Global Multiple Extraction Network for Low-Resolution Facial Expression Recognition
Jingyi Shi
TL;DR
This work targets the challenge of recognizing facial expressions in low-resolution images by introducing GME-Net, a dual-branch architecture that combines a hybrid attention-based local feature extractor with a multi-scale global feature extractor, guided by attention-similarity knowledge distillation from a high-resolution teacher. The local branch employs Mixed-Attention Blocks with a Depthwise Block Attention Mechanism to capture fine-grained details, while the global branch uses Mixed-Channel Feature Extraction Blocks with a quasi-symmetric design to robustly model global cues. A distillation loss transfers relevant attention information from the HR teacher to the LR student, promoting consistent feature focus across resolutions.

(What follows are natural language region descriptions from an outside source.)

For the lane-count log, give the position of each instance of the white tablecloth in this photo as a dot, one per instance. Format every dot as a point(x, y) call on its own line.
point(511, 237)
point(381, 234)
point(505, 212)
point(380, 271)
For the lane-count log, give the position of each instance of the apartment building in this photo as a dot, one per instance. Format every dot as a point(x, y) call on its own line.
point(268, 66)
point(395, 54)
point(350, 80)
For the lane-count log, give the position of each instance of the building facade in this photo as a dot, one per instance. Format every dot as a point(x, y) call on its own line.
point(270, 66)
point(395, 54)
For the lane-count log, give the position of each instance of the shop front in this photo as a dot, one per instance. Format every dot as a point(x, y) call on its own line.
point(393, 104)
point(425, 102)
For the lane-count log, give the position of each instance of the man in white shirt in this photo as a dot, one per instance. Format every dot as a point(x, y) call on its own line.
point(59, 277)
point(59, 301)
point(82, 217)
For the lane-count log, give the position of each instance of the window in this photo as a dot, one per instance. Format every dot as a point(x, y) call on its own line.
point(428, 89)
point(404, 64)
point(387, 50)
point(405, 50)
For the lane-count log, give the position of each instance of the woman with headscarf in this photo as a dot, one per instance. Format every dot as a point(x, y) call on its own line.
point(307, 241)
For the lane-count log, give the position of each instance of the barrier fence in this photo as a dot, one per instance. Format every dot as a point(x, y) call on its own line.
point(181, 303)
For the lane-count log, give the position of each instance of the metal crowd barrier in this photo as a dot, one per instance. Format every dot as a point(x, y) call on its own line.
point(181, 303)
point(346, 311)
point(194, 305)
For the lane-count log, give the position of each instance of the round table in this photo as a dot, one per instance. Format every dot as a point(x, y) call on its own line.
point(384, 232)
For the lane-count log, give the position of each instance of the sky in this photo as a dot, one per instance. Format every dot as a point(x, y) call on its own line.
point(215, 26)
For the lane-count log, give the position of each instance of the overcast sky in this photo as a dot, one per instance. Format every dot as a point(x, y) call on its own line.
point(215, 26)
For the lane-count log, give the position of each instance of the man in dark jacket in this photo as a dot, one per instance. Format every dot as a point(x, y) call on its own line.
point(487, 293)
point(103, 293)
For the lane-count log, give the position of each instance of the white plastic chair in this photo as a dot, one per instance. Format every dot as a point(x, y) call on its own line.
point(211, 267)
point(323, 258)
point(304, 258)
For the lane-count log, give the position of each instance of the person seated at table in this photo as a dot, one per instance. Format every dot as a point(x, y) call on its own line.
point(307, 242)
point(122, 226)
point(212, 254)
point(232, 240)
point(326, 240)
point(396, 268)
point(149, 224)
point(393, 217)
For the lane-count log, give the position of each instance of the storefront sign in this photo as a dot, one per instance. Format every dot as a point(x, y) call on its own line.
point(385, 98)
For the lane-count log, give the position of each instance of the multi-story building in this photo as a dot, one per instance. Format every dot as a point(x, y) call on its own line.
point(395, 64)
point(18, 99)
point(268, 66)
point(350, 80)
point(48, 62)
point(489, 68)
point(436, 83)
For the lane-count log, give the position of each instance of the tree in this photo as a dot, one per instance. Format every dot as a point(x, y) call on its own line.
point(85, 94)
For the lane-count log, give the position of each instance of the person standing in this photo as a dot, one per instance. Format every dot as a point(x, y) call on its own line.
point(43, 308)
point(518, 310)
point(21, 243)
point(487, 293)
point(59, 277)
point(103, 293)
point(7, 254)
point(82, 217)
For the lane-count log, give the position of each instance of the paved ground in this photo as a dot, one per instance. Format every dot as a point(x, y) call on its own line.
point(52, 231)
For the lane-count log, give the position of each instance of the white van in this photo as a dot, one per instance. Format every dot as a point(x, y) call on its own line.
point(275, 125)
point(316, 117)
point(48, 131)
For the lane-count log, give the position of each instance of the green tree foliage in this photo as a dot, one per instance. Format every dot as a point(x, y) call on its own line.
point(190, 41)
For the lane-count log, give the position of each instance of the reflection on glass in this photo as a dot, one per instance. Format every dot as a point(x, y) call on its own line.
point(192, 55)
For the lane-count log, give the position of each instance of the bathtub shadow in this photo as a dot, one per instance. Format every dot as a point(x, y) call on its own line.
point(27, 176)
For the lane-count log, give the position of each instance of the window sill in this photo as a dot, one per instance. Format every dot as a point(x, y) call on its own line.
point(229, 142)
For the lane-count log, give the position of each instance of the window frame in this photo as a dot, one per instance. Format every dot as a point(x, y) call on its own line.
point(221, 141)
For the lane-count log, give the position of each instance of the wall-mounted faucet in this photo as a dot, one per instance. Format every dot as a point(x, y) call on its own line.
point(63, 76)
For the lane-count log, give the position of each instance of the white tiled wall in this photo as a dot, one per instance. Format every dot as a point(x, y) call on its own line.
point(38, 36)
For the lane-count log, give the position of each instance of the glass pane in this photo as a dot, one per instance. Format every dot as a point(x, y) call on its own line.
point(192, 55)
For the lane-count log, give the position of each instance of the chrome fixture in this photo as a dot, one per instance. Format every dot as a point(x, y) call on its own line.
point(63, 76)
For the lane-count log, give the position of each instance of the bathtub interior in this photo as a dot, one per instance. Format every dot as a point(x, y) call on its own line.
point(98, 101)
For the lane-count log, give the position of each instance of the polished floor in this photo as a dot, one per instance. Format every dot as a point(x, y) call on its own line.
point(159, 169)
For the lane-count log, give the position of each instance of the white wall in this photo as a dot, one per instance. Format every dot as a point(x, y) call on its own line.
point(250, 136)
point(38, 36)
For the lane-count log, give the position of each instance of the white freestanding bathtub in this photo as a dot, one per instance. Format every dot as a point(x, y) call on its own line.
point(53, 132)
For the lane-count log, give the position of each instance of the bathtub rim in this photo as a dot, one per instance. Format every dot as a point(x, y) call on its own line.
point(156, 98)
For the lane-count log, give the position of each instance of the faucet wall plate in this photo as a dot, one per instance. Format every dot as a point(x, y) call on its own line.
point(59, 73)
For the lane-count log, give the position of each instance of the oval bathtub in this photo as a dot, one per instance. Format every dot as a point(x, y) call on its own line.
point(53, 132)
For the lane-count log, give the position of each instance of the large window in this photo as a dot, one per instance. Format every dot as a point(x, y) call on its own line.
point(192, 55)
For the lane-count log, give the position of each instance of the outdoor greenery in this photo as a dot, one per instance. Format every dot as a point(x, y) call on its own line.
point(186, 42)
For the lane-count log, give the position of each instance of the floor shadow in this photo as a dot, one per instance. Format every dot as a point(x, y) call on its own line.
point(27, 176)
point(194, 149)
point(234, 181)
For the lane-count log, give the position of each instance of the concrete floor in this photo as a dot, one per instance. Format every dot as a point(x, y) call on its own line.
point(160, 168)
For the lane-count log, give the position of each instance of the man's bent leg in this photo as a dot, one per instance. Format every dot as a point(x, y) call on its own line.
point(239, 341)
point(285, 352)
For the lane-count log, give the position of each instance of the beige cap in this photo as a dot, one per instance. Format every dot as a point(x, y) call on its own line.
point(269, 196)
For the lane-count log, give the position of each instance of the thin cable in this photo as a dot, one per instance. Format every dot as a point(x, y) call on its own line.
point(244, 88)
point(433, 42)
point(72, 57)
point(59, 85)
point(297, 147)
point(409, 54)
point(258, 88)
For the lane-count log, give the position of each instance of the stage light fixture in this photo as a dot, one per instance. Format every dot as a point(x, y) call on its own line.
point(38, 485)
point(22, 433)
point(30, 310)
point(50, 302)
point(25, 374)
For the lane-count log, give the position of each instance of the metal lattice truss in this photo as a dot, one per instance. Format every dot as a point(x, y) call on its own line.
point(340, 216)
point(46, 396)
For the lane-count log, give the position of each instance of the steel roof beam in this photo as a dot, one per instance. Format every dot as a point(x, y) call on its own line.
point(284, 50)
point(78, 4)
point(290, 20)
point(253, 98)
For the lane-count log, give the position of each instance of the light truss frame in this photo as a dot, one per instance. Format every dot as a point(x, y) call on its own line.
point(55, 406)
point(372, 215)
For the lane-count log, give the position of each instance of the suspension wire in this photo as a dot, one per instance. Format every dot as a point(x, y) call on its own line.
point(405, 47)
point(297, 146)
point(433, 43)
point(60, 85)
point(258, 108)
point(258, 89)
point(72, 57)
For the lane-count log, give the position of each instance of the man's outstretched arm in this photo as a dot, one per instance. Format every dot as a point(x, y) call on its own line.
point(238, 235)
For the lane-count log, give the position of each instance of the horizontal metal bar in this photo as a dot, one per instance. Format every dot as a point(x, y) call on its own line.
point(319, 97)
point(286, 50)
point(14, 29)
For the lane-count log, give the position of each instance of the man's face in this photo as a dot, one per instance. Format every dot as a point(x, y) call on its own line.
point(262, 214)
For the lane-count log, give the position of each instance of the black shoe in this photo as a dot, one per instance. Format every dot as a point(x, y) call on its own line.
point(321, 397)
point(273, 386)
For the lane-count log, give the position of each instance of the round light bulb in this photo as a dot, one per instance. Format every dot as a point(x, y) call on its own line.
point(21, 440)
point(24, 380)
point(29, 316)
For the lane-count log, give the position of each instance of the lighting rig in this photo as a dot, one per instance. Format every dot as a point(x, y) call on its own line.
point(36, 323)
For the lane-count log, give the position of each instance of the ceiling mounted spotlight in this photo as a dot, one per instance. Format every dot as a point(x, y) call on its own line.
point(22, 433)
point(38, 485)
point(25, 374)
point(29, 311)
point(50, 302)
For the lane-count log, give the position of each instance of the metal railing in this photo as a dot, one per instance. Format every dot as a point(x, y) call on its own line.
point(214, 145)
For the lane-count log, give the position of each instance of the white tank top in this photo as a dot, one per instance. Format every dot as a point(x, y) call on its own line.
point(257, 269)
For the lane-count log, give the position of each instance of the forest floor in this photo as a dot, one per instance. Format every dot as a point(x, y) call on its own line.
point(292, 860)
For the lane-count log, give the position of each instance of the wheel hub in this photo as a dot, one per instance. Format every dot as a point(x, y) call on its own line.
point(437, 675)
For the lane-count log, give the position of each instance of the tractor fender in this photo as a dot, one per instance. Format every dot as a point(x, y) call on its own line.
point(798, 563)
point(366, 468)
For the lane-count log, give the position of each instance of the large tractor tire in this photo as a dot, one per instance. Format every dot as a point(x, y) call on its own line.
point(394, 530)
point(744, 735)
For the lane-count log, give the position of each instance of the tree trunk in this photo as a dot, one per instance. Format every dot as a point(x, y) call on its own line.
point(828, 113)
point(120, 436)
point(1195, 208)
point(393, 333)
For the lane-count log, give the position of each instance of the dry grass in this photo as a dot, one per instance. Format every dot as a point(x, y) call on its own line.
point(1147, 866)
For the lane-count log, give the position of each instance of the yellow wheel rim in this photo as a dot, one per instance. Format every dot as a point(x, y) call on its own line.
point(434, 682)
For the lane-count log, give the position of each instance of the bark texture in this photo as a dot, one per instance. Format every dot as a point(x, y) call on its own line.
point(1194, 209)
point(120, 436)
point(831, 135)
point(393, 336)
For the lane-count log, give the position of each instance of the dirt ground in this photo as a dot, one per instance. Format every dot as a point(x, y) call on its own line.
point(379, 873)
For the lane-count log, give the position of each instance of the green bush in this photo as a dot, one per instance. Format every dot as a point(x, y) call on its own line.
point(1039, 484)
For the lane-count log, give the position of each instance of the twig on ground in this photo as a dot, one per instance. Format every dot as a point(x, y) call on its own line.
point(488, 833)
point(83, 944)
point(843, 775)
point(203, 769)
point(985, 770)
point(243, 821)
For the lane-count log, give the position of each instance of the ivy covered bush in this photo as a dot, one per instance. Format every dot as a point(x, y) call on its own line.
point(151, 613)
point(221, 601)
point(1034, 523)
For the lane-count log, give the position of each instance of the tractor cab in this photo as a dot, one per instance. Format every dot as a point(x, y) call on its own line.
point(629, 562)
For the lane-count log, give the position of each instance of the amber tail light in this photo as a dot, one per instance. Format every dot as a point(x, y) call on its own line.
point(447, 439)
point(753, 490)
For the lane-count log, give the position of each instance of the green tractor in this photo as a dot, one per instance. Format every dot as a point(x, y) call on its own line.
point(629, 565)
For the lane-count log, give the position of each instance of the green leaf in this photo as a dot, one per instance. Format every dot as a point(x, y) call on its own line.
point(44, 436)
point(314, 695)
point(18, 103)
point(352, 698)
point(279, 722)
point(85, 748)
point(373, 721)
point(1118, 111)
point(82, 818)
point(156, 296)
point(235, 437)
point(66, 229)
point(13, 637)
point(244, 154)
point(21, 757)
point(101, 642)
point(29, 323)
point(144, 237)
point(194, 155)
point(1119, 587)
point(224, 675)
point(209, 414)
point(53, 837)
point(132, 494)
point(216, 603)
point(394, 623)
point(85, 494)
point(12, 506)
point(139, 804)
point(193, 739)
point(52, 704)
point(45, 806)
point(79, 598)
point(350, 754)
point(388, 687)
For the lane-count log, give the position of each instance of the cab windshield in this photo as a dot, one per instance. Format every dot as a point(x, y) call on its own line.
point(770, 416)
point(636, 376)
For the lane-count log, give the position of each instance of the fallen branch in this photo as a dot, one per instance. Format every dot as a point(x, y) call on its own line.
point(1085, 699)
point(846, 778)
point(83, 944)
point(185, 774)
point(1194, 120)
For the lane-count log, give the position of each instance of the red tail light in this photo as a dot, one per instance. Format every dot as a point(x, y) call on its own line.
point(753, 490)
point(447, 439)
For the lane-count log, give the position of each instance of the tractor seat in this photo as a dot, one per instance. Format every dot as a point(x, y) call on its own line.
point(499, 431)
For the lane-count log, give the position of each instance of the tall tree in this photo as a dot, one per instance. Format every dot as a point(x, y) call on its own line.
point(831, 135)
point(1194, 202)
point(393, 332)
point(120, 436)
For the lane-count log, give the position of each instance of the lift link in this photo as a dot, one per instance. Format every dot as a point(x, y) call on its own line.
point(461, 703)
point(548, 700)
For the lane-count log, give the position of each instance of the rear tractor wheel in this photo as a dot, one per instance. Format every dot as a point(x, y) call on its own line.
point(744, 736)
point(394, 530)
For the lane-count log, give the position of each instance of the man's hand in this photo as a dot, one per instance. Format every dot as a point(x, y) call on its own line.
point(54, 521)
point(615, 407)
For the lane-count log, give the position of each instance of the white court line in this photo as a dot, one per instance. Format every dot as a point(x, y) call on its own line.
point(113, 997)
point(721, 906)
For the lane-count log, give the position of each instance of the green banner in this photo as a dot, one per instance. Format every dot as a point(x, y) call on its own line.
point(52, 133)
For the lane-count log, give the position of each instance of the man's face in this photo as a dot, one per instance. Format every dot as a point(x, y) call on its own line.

Experiments on downsampled benchmarks (RAF-DB, ExpW, FER2013, FERPlus) show GME-Net achieving superior or competitive accuracy with favorable efficiency, indicating improved robustness for LR-FER in practical scenarios.
Abstract
Facial expression recognition, as a vital computer vision task, is garnering significant attention and undergoing extensive research. Although facial expression recognition algorithms demonstrate impressive performance on high-resolution images, their effectiveness tends to degrade when confronted with low-resolution images. We find it is because: 1) low-resolution images lack detail information; 2) current methods complete weak global modeling, which make it difficult to extract discriminative features. To alleviate the above issues, we proposed a novel global multiple extraction network (GME-Net) for low-resolution facial expression recognition, which incorporates 1) a hybrid attention-based local feature extraction module with attention similarity knowledge distillation to learn image details from high-resolution network; 2) a multi-scale global feature extraction module with quasi-symmetric structure to mitigate the influence of local image noise and facilitate capturing global image features. As a result, our GME-Net is capable of extracting expression-related discriminative features. Extensive experiments conducted on several widely-used datasets demonstrate that the proposed GME-Net can better recognize low-resolution facial expression and obtain superior performance than existing solutions.